There were a lot of pleasures to be had, large and small, in the season premiere of Law & Order: Criminal Intent. Many of these had to do with Criminal Intent being on some classic Criminal Intent bullshit—no gratuitous backstory, no personnel drama, just straight psychoanalytical sleuthing—but even a mere glimpse of the acerbic Leslie Hendrix and her falsies qualifies as a treat, and it’s a delicious irony that an actor who’s portrayed many a Law & Order baddie (Jay O. Sanders) is suddenly Goren (Vincent D’Onofrio) and Eames’ (Kathryn Erbe) commanding officer. Watching Goren fake it as a flamboyant Armani intermediary to set a trap for a suspect tickled me. But Jay Mohr stole the episode as Nyle Brite, a fashion designer with a taste for coke and hookers who the detectives zero in on when a guest at one of his soirees turns up dead, in her apartment, wrapped in an expensive rug.

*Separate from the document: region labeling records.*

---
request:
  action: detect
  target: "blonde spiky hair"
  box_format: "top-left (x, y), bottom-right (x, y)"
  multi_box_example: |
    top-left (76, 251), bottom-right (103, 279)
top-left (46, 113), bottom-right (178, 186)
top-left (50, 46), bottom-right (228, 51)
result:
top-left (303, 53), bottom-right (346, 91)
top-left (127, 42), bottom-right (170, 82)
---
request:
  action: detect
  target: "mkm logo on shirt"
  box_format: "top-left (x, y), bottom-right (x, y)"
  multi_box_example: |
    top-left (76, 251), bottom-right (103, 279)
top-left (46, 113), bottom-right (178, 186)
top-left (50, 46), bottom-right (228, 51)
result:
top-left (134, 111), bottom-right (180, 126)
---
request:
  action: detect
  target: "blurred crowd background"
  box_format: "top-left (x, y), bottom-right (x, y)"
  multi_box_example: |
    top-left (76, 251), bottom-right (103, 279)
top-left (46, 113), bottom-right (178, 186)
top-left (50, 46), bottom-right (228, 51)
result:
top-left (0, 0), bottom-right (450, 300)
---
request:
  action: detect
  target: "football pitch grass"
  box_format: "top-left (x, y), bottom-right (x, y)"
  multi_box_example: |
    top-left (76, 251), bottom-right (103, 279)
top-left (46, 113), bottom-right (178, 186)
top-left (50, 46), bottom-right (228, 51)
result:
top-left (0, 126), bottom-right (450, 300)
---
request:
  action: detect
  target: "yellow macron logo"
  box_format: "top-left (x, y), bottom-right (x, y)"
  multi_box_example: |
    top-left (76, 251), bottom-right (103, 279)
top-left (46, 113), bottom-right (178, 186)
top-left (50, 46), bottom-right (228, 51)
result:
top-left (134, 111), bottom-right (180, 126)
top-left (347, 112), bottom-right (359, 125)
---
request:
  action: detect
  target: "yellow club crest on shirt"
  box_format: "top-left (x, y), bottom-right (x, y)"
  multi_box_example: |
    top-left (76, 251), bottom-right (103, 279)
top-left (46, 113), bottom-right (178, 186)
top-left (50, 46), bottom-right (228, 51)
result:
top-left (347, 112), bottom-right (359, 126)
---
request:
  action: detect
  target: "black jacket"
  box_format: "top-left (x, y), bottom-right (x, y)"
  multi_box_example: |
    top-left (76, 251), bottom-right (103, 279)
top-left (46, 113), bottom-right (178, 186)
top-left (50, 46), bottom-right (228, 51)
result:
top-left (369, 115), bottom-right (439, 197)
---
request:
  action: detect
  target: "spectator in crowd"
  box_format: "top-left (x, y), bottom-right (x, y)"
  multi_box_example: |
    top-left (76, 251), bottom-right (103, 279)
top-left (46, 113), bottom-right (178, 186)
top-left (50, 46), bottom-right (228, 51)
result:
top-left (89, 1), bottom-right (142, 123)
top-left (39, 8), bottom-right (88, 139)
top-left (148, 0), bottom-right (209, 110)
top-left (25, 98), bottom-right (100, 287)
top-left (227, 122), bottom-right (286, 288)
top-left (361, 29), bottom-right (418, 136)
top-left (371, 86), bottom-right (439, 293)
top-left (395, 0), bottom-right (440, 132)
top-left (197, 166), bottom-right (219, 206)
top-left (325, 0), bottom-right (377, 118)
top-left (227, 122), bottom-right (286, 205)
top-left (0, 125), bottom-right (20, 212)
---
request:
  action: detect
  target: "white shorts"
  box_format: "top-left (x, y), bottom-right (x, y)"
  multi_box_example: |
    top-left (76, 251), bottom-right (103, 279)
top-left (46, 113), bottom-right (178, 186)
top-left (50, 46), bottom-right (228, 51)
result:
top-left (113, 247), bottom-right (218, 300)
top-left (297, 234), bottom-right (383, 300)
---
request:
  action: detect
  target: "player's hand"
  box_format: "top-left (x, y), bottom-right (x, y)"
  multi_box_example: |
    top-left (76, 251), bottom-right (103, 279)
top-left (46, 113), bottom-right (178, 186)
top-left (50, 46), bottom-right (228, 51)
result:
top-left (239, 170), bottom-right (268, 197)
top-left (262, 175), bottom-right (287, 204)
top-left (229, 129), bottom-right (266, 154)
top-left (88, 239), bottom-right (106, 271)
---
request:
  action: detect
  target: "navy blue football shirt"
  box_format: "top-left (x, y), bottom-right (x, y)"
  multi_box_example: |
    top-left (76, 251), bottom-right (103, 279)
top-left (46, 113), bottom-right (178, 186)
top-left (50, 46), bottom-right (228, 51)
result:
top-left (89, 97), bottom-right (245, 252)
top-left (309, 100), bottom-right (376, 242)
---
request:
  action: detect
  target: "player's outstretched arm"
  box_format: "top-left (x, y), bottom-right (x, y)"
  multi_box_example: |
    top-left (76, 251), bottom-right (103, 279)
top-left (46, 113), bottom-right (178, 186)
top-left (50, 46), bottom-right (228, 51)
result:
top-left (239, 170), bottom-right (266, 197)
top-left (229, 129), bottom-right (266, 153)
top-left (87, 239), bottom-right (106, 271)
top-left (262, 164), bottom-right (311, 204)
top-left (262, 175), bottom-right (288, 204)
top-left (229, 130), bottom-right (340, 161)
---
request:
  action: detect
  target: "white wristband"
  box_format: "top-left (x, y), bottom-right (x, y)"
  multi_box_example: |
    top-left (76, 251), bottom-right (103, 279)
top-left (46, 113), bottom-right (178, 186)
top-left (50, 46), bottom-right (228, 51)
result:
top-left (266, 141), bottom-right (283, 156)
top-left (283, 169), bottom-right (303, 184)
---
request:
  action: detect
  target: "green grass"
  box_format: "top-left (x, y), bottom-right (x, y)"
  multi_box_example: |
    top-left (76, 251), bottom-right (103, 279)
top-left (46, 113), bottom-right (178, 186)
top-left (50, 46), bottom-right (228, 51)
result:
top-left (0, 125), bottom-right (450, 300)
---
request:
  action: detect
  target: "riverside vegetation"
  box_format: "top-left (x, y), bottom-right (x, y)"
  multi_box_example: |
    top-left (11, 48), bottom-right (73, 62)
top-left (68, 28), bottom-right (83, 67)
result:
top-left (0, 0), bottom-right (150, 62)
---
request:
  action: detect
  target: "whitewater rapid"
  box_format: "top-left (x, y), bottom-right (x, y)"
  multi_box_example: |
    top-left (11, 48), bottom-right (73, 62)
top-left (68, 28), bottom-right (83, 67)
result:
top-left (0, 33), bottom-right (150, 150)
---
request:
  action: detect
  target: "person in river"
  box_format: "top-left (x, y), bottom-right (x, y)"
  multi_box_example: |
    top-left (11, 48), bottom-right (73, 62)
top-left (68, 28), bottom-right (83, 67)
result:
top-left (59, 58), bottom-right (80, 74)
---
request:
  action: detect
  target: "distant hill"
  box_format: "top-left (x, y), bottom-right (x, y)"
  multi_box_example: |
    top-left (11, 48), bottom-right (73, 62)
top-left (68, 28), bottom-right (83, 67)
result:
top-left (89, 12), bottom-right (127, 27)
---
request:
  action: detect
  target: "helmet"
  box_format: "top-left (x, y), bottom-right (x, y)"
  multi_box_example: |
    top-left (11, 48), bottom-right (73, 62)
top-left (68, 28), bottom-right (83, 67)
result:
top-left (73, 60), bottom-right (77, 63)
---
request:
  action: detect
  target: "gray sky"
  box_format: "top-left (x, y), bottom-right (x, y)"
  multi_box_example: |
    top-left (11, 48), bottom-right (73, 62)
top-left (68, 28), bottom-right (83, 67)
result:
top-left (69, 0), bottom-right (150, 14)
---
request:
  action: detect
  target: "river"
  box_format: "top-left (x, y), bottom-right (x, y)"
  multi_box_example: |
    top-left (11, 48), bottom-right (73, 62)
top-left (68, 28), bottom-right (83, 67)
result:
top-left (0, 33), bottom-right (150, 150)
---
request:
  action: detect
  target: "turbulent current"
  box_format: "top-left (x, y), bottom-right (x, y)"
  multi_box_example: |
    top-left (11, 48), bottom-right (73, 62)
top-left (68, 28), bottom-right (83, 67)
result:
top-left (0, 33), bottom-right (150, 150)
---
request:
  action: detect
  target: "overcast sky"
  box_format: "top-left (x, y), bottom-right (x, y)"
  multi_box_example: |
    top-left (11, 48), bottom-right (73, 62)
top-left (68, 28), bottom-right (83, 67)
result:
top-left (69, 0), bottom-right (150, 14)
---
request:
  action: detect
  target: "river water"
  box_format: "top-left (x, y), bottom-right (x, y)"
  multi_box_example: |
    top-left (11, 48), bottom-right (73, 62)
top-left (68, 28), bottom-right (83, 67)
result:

The plot doesn’t matter much—zigzagged whodunit, you might be surprised who the real killer is—but Mohr’s convulsive, sneering turn as a thinly-veiled Charlie Sheen was, if not a revelation, worth pondering. Watching Mohr shiver, posture, and preen like a snake struggling to escape its own skin, sulking petulantly, exploding with that escaped mental-patient flailing during his last scenes—“Instinct!” lamely standing in for Sheen’s immortal ‘Winning!” but Mohr makes it work—it was almost possible to forget how abysmal an actor he usually is, how much of an uneven, patchwork joke his career has been. Nine out of 10 people on the street will remember him as Tom Cruise’s Judas-like pal in Jerry McGuire, with good reason: that role fit Mohr’s insincere, blithely arrogant persona like a glove, and might have been the start of something at least moderately profitable. What followed: a string of movies you never saw, a couple short-lived series you didn’t watch, and a hosting stint on Last Comic Standing that was somehow even less empathetic than Joe Rogan’s turn on Fear Factor.
So it was interesting to watch Mohr so enthusiastically and energetically ape Sheen, a man whose career is the opposite of Mohr’s in so many ways that it’s disorienting. The upside of a consistent streak of mediocrity is that whenever you do something half decent, you’re sure to impress people, and because we’ve come to expect next to nothing from Mohr, his cocaine-cowboy routine—this inspired, discomfiting mimicry of a celebrity spectacle gone stale—counts as a minor win, a victory of his own lack of thespian ability. Dude isn’t going to win an Oscar anytime soon; maybe he’ll hit the comedy tour circuit, where so many failed prime-time comics return to fade and die a journeyman’s death. Sheen’s bank account is the envy of many of us after nearly a decade spent sleepwalking a lightly fictionalized version of himself, but unless he can leverage his post-Empire defection into something meaningful or game-changing, 2011’s the year his caboose veered off of the rails.